Les États-Unis sont confrontés rapidement à une crise de report. Plus de financement fédéral – combiné avec des mesures politiques nationales et locales – est nécessaire pour garantir que les locataires peuvent garder leur logement dans les mois à venir.

Une crise d'expulsion n'est pas nouvelle aux États-Unis. Même avant la pandémie, aucun comté du pays n'avait suffisamment de logements abordables pour répondre aux besoins des ménages vivant à proximité du seuil de pauvreté. Les propriétaires ont déposé plus de deux millions d'avis d'expulsion chaque année. Les propriétaires de couleur étaient déjà plus susceptibles que les locataires blancs d'avoir un loyer élevé, d'être menacés d'expulsion et de vivre sans abri. Et maintenant, ils sont plus susceptibles de rencontrer des difficultés de logement en raison de Covid-19. Le filet de sécurité actuel de l'aide à la location – un réseau de programmes fournis aux niveaux national et local avec un mélange de fonds publics et philanthropiques – n'est pas équipé pour soutenir un afflux massif de familles en crise en raison de Covid-19.

Le Congrès a agi rapidement au début de la pandémie, mais la loi CARES a été conçue pour une crise à court terme.

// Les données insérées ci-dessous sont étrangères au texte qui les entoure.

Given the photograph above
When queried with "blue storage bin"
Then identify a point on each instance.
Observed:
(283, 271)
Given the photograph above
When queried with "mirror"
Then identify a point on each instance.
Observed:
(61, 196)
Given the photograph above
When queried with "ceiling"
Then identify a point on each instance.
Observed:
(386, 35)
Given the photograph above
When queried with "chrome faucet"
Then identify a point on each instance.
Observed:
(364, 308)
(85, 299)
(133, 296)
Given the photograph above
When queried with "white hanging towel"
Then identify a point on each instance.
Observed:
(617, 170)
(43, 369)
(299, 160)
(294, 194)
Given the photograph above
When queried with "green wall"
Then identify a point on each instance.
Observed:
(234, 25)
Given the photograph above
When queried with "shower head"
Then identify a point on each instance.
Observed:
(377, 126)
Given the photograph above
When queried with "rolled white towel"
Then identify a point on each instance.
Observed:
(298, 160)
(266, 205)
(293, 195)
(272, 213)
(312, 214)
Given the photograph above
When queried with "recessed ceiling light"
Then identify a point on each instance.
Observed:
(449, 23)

Il n'a pas fourni de financement correspondant aux besoins. Il n'a pas non plus créé de ressources de conseil en logement à long terme pour aider les locataires et les propriétaires à éviter les expulsions lorsque les paiements sont manqués.

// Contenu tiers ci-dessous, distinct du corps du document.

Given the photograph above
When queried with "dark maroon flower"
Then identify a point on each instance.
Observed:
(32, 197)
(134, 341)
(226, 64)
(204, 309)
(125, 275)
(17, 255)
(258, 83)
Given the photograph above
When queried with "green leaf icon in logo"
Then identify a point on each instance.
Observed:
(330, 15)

Au fur et à mesure que le temps presse, il est urgent que le gouvernement fédéral injecte de l'argent pour l'aide directe au logement afin d'aider les locataires à revenu faible ou modeste. L'action fédérale pourrait inclure un accès élargi aux bons de choix de logement – actuellement financés pour soutenir seulement environ un ménage sur cinq qui y a droit – pour aider les locataires à payer les propriétaires et à garder leurs loyers gérables. Ou il pourrait inclure un financement accru pour les programmes locaux d'aide au loyer par le biais de subventions d'urgence pour aider les locataires à rembourser leur loyer et à rester solvables. Les locataires sont disproportionnés dans les secteurs durement touchés par les pertes d'emplois, et les allocations de chômage prolongées peuvent les aider à rester à flot. Quel que soit le mécanisme, le niveau de financement doit correspondre au besoin. Une estimation de l'Institut urbain suggère que, sur la base du niveau actuel de chômage, jusqu'à 16 milliards de dollars sont nécessaires. Mois pour s'assurer que tous les locataires ont des loyers raisonnables (qui consacrent moins de 30% de leur revenu au loyer) une fois que les prestations d'assurance-chômage étendues ont cessé. Le projet de loi HEROES, adopté par la Chambre des représentants mais arrêté au Sénat, comprend plus de 100 milliards de dollars d'aide à la location directe, et les estimations suggèrent au moins autant qu'il sera nécessaire pour rendre les bons de logement disponibles à toute personne qualifiée. Les États et les villes peuvent également agir dès maintenant pour renforcer la protection des logements et créer des alternatives à l'expulsion avant l'aggravation de la crise. Les mesures politiques que les autorités étatiques et locales doivent prendre comprennent:

  • Prolonger les moratoires de report de l'État et locaux pour retarder la crise et éviter la confusion dans les tribunaux alors que les États et les villes établissent de nouvelles politiques, lois et modèles de secours d'urgence. Le moratoire fédéral ne couvre que certaines propriétés subventionnées par le gouvernement fédéral, et les moratoires locaux sont essentiels pour protéger les locataires dans d'autres propriétés.
  • Pour réduire les coûts de logement et de services publics. Plusieurs États et villes ont adopté une législation visant à minimiser les coûts liés au logement. La Californie a suspendu les temps d'arrêt. Austin, au Texas, a réduit les prix de l'eau et de l'électricité pour le logement. Et le comté de Montgomery, dans le Maryland, a augmenté les augmentations de loyer.
  • Demande ou incitation à des plans de remboursement négociés avec les propriétaires, comme Washington DC l'a fait récemment, ce qui pourrait remplacer les expulsions qui se poursuivent devant les tribunaux.
  • Expansion des conseils en matière de logement pour les locataires, semblable aux innovations en matière de conseils aux propriétaires, lancées en 2008 lors de la crise de forclusion.
  • Accroître l'accès des locataires aux services juridiques, y compris le droit à un avocat, comme l'a fait New York, avant même le début de la pandémie.
  • Le risque d'exposition augmente et, à mesure que la pandémie se poursuit et que le soutien temporaire prend fin, cette crise appelle des mesures rapides et décisives aux niveaux fédéral, étatique et local pour aider les locataires américains à survivre avec leurs maisons et leur crédit intacts.